Surprise at the outcome of the European Union referendum a tendency to over-react was behind the problems with open-ended property funds immediately post-Brexit vote, says Russell Chaplin, chief investment officer for Aberdeen Asset Management’s property division.
Speaking to Emma Ann Hughes, editor of FTAdviser and Financial Adviser, Mr Chaplin said it was understandable that Property fund investors panicked in the aftermath of the Brexit vote.
He said: “People were considering what the effect would be on business services, the impact on central London, the office market in central London especially, and a realisation that within their Property funds, they might be holding those kind of assets.

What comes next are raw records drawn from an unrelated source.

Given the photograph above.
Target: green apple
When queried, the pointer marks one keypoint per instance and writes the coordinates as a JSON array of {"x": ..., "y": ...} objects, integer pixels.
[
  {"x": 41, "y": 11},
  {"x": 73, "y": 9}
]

“Actually most funds don’t hold highly concentrated holdings in any of those areas, so I think there was a tendency to over-react to that short term news, even though it was obviously a surprise for many people.”
Although the Financial Conduct Authority (FCA) has been keeping an eye on open-ended property funds as a result of the mass suspensions in dealing in the weeks following the referendum vote, Mr Chaplin does not believe there will be big rule changes as a result of what happened to property funds.
Speaking in August, he said: “The question for the FCA is what it is trying to resolve. There are nine funds which closed immediately after the vote. Four remain open and five are suspended, and it is important to look at what has worked well and what has worked less well over that period.
“Certainly what would be the worst thing to do is to end up putting in recommendations that bring the standard of things down to the lowest common denominator across the industry.
“This is an opportunity to take a look at what works and try to enhance that.”
Some funds do remain suspended, as a result of a lack of liquidity within the funds, and this suspension can take some time, although he said it was difficult to tell how long this would last for.
Mr Chaplin also said advisers should tell clients to remind themselves why they invested in the property funds in the first place.
“Typically the answer would be to get some income, because the income on these funds is relatively good compared with the yield on bonds.
“They will also be seeking some long-term capital growth, which is typically linked to economic growth and that will continue, and some diversification in the portfolio outside of equities other asset classes.
“These features still exist - and if clients still want those features, then it is worth sticking with the funds.”